Quien de repente enferma, de repente puede sanar. Vicenta recordaba los días de fiebre que siguieron al accidente que costó la vida a Luis y conmocionó a Teresa. Luego, la lenta y horrible convalecencia. Teresa no preguntaba nada, y nadie se atrevía a darle la noticia de aquella muerte. Apenas hablaba. Pero aun aquellos días hablaba un poco, aunque fuera para pedir algo concreto. Siempre los ojos cerrados, sin estrechar las manos que tocaban las suyas. Y, según el cuerpo mejoraba, parecía volverse más insensible a las caras y a las voces. Dejó de pedir nada. Se asustó de la luz y de las miradas. Se encogió como una hoja seca. Luego, lejos de la majorera, en el Sanatorio, según contaban, las curas horribles, los gritos de miedo; le habían dicho que estuvo en varios sanatorios. La desesperanzada vuelta a la casa al fin. Vicenta sabía que era un maleficio. Pendiente de aquello vivía y desinteresada de todo lo demás.

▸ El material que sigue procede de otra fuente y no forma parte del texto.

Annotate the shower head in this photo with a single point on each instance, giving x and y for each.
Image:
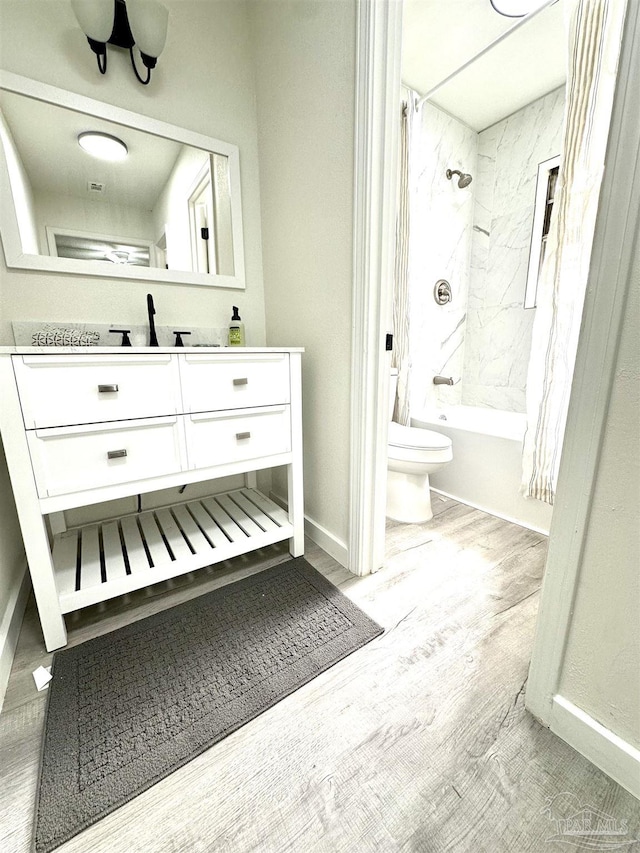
(463, 181)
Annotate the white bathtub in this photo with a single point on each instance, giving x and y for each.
(487, 462)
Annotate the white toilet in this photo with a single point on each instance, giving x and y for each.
(413, 454)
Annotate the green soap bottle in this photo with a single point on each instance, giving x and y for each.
(236, 329)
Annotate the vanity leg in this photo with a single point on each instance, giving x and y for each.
(296, 510)
(32, 522)
(57, 523)
(294, 471)
(44, 586)
(251, 479)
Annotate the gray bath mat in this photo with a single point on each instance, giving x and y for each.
(130, 707)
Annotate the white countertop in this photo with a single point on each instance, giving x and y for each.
(87, 350)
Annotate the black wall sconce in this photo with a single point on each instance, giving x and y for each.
(124, 24)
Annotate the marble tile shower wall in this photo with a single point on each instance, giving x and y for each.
(440, 247)
(498, 328)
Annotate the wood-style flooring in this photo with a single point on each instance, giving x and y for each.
(417, 742)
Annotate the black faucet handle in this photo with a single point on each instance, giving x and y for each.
(126, 342)
(179, 341)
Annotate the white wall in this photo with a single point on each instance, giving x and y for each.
(21, 189)
(498, 329)
(172, 207)
(93, 215)
(440, 247)
(305, 82)
(601, 668)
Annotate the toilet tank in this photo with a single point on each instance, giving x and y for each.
(393, 385)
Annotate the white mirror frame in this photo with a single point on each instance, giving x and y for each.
(9, 232)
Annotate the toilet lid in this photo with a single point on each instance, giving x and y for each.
(425, 439)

Había quien pensaba que en los largos ratos en que Vicenta consumía su cigarrillo amarillo, quieta, pensaba acaso en hijos muertos allá en la tierra. Pero Vicenta no tenía ya recuerdos, sino presentes. Su cara estaba acartonada, y la llamaban vieja. Su cuerpo estaba derecho. De cada día esperaba algo.

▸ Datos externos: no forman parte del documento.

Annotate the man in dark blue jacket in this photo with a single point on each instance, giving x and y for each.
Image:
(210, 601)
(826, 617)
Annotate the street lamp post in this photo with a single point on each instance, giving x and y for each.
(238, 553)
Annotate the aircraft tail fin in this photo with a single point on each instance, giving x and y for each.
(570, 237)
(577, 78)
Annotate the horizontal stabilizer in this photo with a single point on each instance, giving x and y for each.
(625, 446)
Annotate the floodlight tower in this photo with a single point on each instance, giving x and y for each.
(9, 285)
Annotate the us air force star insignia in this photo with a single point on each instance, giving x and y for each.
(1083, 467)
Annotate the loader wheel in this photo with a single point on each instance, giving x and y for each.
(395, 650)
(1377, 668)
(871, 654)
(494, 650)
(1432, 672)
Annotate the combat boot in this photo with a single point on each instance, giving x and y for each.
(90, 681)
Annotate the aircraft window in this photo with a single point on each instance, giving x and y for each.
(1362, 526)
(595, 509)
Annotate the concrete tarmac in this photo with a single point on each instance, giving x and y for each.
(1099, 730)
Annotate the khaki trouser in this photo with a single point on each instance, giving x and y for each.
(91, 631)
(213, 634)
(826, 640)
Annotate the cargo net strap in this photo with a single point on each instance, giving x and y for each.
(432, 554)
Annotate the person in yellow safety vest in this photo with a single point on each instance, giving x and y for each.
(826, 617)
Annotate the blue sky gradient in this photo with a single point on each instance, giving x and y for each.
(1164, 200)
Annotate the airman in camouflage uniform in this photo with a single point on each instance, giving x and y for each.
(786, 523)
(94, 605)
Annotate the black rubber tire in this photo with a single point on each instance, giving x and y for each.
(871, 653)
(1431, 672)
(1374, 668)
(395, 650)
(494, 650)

Andaba rígidamente por la risueña carretera. Siguiéndola, hubiera llegado hasta enlazar con la carretera del Centro, que va hacia abajo, a Las Palmas, o hacia arriba, a las cumbres. Vicenta echó por un atajo a mano izquierda, cuesta arriba. No iba a la carretera principal.

Ni un jadeo le salía del pecho. Aquella cuesta flanqueada de zarzamoras olía a caliente estiércol de vacas. Tenía piedras desprendidas, se acababa el picón y había barro.